A section mostly in forest trail with nice highlights: Laguna Questros for camping, crossing Lago de Todos los Santos and sleeping on an isolated beach, ascending El Tronador, enjoying hot spring and isolated farms.
 
Attractivity: 4
Difficulty: 3 (long forest sections)
 
Day 1:
Coming from GPT20, I started at las Gaviotas around 18.30 and finished the day hiking up to Laguna Los Questros. Very pleasant path uphill. I met a horse rider coming from la Laguna, who asked for 10k for camping over there. I wasn't sure if he was the owner but paid 5k CLP (it's just a good flat ground with a pit, dry toilets maybe). La Laguna is a great spot to camp and swim in the lake, no one there but birds and cows.
 
Day 2:
Long day walking on forest trails with tabanos. 2 farms on the way but no one there. Arrived around 18 at Lago de Todos los Santos and packrafted SE for 2.5h until nightfall (barely no wind, clear sky, lucky conditions). The evening light were charming and the surrounding landscapes reminded of many places (Fuji for Osorno, Garda & Annecy lakes)....

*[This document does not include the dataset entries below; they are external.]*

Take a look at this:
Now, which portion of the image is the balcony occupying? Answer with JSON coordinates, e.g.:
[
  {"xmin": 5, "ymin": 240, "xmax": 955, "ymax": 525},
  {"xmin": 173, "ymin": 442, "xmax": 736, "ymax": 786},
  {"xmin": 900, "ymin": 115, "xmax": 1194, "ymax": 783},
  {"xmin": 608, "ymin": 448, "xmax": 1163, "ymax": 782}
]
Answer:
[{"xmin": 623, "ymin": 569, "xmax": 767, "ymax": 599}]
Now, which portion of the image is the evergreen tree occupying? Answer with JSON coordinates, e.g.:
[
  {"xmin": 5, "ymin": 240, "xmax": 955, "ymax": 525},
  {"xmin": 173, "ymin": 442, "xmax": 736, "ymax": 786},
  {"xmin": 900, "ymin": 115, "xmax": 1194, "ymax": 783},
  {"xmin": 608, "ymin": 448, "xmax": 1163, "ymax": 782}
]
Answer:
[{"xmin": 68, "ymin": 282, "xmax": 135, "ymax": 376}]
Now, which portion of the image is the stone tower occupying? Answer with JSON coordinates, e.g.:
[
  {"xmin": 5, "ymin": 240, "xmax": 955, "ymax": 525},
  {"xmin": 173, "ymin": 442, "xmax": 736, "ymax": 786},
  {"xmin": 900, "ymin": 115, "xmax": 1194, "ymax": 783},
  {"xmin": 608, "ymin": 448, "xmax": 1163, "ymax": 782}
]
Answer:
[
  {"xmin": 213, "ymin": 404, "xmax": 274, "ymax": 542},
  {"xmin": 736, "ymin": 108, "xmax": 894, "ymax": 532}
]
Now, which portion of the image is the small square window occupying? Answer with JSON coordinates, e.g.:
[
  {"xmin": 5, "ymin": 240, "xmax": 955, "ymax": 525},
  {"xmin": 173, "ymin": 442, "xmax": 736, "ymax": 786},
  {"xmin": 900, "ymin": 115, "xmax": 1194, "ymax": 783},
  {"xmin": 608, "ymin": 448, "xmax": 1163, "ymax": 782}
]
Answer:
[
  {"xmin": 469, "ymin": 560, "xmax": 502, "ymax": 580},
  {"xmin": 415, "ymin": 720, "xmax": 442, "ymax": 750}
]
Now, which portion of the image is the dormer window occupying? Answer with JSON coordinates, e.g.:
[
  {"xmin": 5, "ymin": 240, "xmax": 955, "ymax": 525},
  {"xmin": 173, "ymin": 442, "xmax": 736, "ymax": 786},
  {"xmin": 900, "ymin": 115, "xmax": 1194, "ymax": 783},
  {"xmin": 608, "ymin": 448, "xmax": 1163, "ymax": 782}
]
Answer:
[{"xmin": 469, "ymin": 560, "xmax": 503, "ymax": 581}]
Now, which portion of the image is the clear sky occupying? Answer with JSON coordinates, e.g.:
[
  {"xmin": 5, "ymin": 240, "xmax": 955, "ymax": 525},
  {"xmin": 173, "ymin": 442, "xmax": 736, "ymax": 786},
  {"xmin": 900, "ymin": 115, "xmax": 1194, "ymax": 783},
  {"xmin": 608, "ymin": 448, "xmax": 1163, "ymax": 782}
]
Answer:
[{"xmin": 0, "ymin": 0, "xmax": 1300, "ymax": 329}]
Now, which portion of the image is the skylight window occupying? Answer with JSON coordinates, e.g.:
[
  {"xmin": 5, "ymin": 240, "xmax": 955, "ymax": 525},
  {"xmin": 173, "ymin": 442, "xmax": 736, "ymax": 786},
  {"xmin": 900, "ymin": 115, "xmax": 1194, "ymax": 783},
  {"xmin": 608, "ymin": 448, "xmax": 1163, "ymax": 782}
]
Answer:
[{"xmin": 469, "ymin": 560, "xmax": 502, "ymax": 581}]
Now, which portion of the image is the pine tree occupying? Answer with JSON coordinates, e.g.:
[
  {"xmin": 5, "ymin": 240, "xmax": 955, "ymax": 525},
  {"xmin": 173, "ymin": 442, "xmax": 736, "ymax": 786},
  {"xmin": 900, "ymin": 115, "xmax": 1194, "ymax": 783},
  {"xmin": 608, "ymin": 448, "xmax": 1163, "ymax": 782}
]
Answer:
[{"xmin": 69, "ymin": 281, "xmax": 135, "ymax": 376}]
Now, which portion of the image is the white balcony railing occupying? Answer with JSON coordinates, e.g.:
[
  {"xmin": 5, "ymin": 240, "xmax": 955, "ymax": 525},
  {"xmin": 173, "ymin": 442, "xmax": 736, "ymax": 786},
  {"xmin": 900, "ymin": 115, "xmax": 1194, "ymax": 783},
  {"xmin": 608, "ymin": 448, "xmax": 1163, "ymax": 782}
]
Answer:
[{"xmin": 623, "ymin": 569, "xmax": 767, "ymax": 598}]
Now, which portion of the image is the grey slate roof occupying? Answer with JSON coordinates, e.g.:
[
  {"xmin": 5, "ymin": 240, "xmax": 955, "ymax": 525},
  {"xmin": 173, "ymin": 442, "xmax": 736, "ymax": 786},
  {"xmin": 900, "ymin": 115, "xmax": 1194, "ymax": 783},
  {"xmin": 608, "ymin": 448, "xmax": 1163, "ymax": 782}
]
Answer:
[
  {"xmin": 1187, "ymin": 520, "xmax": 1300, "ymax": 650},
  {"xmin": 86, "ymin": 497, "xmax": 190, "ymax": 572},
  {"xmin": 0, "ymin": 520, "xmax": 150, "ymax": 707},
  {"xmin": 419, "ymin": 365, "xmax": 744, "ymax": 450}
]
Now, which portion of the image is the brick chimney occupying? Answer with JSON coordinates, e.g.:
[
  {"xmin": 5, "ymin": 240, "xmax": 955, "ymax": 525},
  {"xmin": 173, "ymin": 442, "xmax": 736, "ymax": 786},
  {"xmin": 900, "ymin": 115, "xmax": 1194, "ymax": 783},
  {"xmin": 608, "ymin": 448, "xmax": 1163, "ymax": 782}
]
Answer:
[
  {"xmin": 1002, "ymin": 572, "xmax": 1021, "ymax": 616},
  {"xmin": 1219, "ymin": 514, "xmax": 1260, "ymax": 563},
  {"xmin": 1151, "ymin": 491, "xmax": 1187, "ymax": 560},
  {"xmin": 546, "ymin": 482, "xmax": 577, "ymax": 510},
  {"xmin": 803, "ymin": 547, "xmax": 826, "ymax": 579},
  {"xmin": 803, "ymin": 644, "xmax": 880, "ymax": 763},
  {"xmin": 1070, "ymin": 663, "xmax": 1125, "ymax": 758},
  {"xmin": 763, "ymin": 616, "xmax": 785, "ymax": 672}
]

Camped on a lovely isolated beach (-41.117963 ; -72.127518), close to the referenced waypoint. Splendid spot.
 
Day 3:
On the water around 10:30 for 2-3h, a bit of tail wind accelerating me. It wasn't possible to access the last bit in the river meadows (not enough water) and Rio Blanco has too much current, not worth the effort. So I landed in the muddy/woody shore, where a neighbour just left by boat (-41.15470, -72.09983). Short walk along the shore before joining the trail in the forest. Nice walk in the valley, then lots of forest trail, I went eastward towards Tronador and ended up by nightfall at the hot spring spot, by the river close to the farms (thanks for the tips shared here, really a memorable place). Camping ground is perfect.
 
Day 4:
Started at 12, walked to the 2nd farm and met 4 carabineros visiting the farmer. We hiked back to the puesto together (4h). We sympathized and they invited me for dinner. Lovely company, great memories. Camped at the puesto, free, water available and a little stream for washing. Good news: they just got equipped with solar panel so no more noisy diesel generator as of now.
 
Day 5:
Relaxing hike up to Refugio Viejo (option 02B), at fast pace (1h30 up). Loved the views (and not carrying any backpack). It's quite fresh and was super windy up there so worth carrying jacket + sun glasses (very reflective with the glaciers). The CC path beyond the refuge, to the edge of the cliff is indeed not to be missed. Ran down in 45mn, amazing feeling after 2 weeks with a 25kg backpack. After chatting again with the carabineros, it took me 3-4h of forest trail to end up in Pampa Linda (17:00). Gendarmería is after the bridge, last building leaving the place. Smooth entry but the bus left (17:00 I think). Hitchhike was not successful for 30mn and I met cool people staying at the camping Vuriloche (~30k ARS if I recall) so I joined them for the night and they drove me the next day to Bariloche.